Alcides deixou o Ginásio, por motivos profissionais. E este, autor dessas
humildes linhas, que sem nenhum preparo pedagógico , abraçou a Matemática e só
a largou 40 anos depois. Essas hosanas, que se estendam também aqueles
continuadores, dessa obra meritória. Dizem que o brasileiro tem memória curta,
mas acredito piamente que o povo de Poções é uma exceção à regra.
Bravos meus amigos ! Bravos caros
colegas !
Aos que ainda são vivos, o meu
abraço de justiça e amizade e aos que já
se foram, que Deus os guarde, num cantinho todo especial.
Certo dia, a Professora Jaci
Dourado Rocha, chamou-me reservadamente e comentou:
---A garotada gosta muito de suas
aulas, deixando-os bem à vontade, embora estejam pedindo menor quantidade de
conteúdo, para acompanharem tudo direitinho.
Agradeci a contemporização e
esforcei-me bastante para atender o seu pedido, Pudera também. Nunca havia
ensinado coisa nenhuma em sala de aula.
Fidelis Sarno, sabedor de mais
uma ocupação que eu estava tendo, logo após os exames de admissão, marcou uma
reunião de diretoria do clube social, para sabermos dos lucros obtidos com a
realização do concurso da rainha do carnaval. Na noite escolhida, peguei a
minha caixinha de sapatos, que estava guardada em cima de um dos guardas roupas
do quarto, porque nela estavam selecionados,
toda a sorte de dinheiro e papéis das despesas que foram apresentados pelas
candidatas.
Eram mais de 20 horas quando a
reunião começou. Todos os componentes da diretoria, sorriam, enquanto eu ia
desenrolando a papelada, juntamente com o dinheiro e alguns poucos cheques.
--- “Você não teve medo de ser
assaltado dentro de casa”--- comentou alguém da diretoria.
--- Medo? Para que vocês tomem
conhecimento, nem Noélia soube onde eu guardei tanto dinheiro.
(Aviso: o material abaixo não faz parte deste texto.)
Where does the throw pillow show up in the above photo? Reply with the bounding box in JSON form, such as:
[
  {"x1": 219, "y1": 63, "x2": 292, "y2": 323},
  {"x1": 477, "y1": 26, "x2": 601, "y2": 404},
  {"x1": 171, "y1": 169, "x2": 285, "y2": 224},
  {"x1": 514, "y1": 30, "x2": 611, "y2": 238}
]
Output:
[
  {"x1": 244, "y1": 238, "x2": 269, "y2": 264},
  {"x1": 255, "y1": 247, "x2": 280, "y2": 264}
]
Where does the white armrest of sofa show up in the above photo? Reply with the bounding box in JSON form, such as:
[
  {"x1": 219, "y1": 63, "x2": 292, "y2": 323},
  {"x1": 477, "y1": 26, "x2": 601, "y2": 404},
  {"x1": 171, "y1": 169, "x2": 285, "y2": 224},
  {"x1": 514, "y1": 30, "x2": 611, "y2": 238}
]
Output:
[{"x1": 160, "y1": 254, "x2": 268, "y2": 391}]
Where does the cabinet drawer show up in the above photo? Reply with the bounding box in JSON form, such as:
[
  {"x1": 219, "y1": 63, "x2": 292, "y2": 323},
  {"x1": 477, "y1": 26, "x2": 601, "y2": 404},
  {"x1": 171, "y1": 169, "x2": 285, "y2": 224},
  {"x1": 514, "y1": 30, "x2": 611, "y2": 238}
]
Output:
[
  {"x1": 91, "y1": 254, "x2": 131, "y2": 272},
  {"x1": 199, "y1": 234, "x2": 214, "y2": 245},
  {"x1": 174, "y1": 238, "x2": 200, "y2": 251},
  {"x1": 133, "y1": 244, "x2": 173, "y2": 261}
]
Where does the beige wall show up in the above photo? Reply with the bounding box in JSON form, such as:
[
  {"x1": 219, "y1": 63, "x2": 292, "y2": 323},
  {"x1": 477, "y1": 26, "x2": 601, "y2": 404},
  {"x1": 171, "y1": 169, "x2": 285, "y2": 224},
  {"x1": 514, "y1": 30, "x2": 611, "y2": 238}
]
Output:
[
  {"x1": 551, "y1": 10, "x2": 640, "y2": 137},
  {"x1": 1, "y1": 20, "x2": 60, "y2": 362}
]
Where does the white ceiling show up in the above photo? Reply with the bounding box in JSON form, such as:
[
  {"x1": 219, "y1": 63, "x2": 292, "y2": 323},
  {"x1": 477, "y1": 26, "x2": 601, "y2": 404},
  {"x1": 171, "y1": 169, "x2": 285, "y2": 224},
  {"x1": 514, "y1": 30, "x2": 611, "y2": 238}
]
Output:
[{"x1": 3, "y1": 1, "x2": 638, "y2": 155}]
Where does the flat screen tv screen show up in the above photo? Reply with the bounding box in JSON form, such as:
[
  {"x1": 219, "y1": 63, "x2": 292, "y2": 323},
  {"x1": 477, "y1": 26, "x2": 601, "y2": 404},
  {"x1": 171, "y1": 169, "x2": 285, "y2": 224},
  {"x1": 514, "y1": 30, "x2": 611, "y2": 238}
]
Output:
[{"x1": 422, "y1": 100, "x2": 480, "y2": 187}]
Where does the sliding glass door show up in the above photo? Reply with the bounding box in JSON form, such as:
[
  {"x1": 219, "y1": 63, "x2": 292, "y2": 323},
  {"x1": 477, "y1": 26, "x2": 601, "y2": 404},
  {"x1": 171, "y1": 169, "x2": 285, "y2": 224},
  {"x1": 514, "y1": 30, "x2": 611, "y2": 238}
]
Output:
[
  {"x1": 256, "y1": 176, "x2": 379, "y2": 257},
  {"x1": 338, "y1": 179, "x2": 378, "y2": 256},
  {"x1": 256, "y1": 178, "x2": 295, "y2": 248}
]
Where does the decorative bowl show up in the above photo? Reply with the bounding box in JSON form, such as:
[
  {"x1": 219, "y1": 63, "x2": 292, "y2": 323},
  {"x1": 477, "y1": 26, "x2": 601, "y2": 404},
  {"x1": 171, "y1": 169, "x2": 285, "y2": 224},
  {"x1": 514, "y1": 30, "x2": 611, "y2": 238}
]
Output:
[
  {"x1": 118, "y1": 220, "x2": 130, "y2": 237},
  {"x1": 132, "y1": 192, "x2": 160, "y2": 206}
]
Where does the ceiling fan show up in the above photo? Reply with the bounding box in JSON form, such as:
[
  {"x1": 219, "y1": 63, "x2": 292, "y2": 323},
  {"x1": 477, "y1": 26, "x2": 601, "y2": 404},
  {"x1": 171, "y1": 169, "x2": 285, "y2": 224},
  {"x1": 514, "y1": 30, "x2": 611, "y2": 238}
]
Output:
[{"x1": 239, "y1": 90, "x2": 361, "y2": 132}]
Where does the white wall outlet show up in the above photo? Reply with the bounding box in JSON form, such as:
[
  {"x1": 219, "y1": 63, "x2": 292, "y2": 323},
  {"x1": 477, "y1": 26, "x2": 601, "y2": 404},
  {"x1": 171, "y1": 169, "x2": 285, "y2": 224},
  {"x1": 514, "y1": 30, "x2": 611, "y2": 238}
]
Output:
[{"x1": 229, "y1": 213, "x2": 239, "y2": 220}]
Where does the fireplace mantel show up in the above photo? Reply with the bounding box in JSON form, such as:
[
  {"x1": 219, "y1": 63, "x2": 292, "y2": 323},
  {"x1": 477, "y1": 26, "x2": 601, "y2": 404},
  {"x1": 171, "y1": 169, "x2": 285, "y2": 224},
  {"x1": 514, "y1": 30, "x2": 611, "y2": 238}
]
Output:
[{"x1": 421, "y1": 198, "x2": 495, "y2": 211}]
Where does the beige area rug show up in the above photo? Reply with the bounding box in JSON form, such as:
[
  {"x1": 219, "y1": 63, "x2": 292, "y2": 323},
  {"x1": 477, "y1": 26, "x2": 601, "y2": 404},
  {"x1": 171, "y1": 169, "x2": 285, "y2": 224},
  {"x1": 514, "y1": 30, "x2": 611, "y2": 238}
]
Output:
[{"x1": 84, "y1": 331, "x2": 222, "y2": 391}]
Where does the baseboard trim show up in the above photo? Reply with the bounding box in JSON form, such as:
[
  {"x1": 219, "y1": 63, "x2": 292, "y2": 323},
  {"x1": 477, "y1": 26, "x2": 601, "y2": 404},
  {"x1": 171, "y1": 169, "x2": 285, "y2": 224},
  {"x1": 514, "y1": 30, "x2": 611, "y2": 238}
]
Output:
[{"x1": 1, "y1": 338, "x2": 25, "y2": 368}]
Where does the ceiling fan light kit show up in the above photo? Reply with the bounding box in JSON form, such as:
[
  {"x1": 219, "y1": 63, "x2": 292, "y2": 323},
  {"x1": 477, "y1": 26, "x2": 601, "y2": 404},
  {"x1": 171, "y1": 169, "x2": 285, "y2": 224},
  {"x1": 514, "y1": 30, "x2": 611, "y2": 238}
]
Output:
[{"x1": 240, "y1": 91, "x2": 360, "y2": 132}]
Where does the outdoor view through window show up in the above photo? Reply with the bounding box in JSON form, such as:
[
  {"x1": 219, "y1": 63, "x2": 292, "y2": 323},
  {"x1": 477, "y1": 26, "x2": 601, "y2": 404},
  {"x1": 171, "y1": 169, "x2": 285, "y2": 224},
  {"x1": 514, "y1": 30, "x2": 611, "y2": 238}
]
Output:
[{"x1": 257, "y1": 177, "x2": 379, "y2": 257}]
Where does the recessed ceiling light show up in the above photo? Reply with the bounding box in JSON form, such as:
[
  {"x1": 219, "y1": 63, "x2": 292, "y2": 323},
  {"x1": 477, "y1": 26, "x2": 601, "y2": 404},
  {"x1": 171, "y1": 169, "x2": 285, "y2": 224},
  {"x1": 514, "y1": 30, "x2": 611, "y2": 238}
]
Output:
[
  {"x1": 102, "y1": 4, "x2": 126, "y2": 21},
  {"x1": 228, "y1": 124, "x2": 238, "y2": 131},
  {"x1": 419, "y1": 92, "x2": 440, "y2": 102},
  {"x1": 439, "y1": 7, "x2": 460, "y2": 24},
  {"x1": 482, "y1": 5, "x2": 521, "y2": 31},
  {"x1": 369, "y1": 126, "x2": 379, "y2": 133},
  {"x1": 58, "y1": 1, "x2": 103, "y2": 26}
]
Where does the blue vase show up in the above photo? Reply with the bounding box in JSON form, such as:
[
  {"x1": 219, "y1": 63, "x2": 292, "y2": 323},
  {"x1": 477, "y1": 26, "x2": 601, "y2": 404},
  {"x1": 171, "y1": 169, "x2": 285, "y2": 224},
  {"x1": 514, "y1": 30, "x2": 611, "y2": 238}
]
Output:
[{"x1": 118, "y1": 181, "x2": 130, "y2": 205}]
De imediato o pessoal começou a ajudar-me
para ganharmos tempo e após alguns minutos de contas feitas, verificamos que o
sucesso fora total.
Dias depois, ainda no mês de março, recebi um recado do meu aluno
Carlos Ferreira Santos, que por sinal, estava trabalhando na farmácia com Papai,
que este queria ver-me à noite em sua casa, pois seria o melhor horário, devido
as minhas atribulações. Acertamos a noite sugerida e Noélia e eu, fomos saber
do que se tratava. Enquanto Nó , foi conversar com Mamãe, Papai e eu ficamos na
sala. Ali, ele me relatou o seguinte:
x.x.x
--- Seu Dy, a senhorita Doninha Leoni, atual secretária
da Câmara de Vereadores, irá mudar-se para Salvador, pois naquela cidade irá
exercer um bom emprego. Provisoriamente, no seu lugar, ficará o atual ajudante,
o nosso amigo Arnaldo Fagundes. O certo entretanto, é que a vaga está aberta e
se você quiser ficar no lugar de Doninha, eu posso falar com o atual Presidente
da Câmara, vereador Aníbal Carvalho .
Era uma boa proposta, pois à
noite nada tinha que me impedisse em exercer aquela função. Mas, mesmo assim, respondi:
--- Pai, o senhor irá me ensinando,
porque nada entendo desse assunto.
---Ótimo, eu só queria saber do
seu interesse. Assim que Doninha
afastar-se eu o aviso.
Saímos de lá, eufóricos, mas pedi a Nó que mantivesse sigilo absoluto,
pois assuntos que envolviam política, o segredo era uma boa arma.
As aulas do Ginásio continuaram a
todo o vapor e misturando o atendimento aos meus clientes e as aulas com os
alunos da primeira série ginasial, quase
me esqueci da proposta que Papai me fizera. No começo de abril, recebi uma
comunicação por escrito, que comparecesse no local designado, para assistir a uma das sessões da Câmara de Vereadores,
que naquela época, funcionava na Rua Maneca Moreira , bem próxima da residência
do Padre Honorato.
Mas Doninha Leoni só se afastou
definitivamente do cargo em fins de abril e somente no dia 29 daquele mês, o Presidente
da Câmara, empossou-me no cargo de
Diretor daquela Casa de Leis. Felizmente, todos os vereadores compareceram naquela
noite e assim aos poucos fui tomando conhecimento dos seus nomes. À medida que
os mesmos iam usando da palavra,
meticulosamente, ia anotando numa folha de papel de rascunho, os mais variados
assuntos que eram ditos, para posteriormente, passar à limpo no livro próprio.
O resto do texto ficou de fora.